That's what people "know" without the Spirit. This is the only view that we can have on our own, but the Spirit teaches better. He convicts us that Satan, the ruler of this world, now stands condemned. He has been cast out of heaven and been bound by Christ Himself, so that Satan can't do what he wants to do. Revelation says Satan has been cast out of heaven where he used to accuse us day and night before God as he is shown to be doing in Job 1 and 2. Later Revelation says Satan has been bound; he is not free to roam about the earth as he is also shown to be doing in Job 1 and 2.

This is the reality the Spirit wants to convict you of. Though Satan can din into your ears a litany of all that you are not, should be, ought to be, and better be; you are to know that he has no standing before God. The only reason Satan could appear in God's court was because of the Law which demanded humans keep it and be punished for breaking it.

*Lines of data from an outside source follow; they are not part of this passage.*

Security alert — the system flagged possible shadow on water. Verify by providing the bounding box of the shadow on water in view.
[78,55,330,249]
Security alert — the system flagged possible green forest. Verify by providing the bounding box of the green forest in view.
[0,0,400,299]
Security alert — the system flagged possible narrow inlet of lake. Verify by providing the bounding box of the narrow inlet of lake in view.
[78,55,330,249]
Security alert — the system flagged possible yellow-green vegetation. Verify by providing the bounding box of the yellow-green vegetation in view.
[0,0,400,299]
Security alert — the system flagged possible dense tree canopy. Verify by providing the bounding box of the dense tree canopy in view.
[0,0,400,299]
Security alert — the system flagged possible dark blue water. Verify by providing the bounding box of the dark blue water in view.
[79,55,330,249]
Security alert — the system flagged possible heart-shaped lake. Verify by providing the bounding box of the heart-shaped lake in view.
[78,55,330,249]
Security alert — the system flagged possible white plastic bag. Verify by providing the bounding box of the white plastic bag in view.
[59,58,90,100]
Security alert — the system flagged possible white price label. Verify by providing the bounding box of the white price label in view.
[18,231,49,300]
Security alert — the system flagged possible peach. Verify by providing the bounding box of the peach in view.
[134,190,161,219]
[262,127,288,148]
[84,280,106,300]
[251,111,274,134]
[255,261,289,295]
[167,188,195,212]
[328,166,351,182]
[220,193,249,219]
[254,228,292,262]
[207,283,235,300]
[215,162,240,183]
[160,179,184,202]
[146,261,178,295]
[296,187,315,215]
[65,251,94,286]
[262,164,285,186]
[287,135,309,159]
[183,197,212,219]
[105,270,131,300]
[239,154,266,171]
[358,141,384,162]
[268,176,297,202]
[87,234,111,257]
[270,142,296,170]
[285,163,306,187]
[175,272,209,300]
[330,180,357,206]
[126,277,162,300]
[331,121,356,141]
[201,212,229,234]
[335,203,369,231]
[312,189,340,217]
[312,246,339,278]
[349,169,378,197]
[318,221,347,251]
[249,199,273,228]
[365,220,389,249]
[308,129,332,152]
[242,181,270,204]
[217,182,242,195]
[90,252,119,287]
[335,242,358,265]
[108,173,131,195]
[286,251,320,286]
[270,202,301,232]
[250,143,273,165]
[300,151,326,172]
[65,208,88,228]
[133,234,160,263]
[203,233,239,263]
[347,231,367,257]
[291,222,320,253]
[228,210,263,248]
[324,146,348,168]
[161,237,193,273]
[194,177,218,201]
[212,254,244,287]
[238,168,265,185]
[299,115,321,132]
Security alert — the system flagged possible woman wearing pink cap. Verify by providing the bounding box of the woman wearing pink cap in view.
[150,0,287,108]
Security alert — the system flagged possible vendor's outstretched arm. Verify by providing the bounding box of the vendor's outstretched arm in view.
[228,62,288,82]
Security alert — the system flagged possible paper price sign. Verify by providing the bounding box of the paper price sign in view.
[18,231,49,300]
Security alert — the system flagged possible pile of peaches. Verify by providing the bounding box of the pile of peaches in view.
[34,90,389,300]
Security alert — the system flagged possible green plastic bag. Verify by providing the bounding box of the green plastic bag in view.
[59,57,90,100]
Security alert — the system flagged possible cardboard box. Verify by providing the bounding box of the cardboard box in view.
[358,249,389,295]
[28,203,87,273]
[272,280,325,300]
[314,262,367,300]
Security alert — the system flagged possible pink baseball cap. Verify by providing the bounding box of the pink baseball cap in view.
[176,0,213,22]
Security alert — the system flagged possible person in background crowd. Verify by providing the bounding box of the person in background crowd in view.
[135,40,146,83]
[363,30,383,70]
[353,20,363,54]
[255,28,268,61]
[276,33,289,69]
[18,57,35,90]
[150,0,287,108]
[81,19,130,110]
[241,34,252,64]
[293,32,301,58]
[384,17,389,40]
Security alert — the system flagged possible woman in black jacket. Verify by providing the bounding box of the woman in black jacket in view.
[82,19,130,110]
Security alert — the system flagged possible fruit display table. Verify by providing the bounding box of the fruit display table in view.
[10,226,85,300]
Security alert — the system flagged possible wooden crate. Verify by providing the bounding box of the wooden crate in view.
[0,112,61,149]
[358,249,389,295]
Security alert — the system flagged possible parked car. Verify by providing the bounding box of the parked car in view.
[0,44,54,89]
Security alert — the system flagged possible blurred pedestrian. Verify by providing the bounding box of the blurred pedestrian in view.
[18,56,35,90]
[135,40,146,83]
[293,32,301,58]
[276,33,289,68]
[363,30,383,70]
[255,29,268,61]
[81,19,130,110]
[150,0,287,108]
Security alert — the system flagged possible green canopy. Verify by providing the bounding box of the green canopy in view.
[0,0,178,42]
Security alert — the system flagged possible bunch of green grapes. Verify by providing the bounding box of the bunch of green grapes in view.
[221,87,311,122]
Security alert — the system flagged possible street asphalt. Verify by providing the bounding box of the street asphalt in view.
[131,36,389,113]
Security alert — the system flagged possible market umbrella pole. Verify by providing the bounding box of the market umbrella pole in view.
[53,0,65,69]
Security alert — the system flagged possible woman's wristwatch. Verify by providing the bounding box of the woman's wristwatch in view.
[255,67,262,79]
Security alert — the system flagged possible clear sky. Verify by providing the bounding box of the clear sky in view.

Once Jesus lived a perfect life as a Man, He fulfilled the Law. Once Jesus died on the cross bearing the sins of all men, the Law's judgment against sinners was carried out. What case against you can Satan now make before God? What Law can Satan point to that you must keep because Jesus didn't? What penalty demanded by the Law can Satan require you to suffer because Jesus didn't? Having no case against you, Satan is thrown out of heaven's court.

And though Satan has been cast out of heaven to earth, don't think he is free to do as he pleases. Christ has bound him by the preaching of the Gospel which sends His powerful Spirit into all the world. Wherever the Word of forgiveness is proclaimed in the Name of Christ, there the Spirit is beating back Satan. There Satan is shown to be bound. So like a mean dog on a chain, Satan may frighten us when he lunges for us, but we know he can only go as far as the chain. The Spirit, through the Word of God, reveals that Satan has been chained and that Jesus is the One holding it.

Without the Spirit, sin looks manageable, our righteousness looks unsure, and judgment looks distant, but with the Spirit I'm convicted of not being able to manage my sin, of my righteousness being certain in Christ, and of the ruler of this world being judged. Being convicted by the Spirit, I am "guilty" of being Spirit-filled. Amen.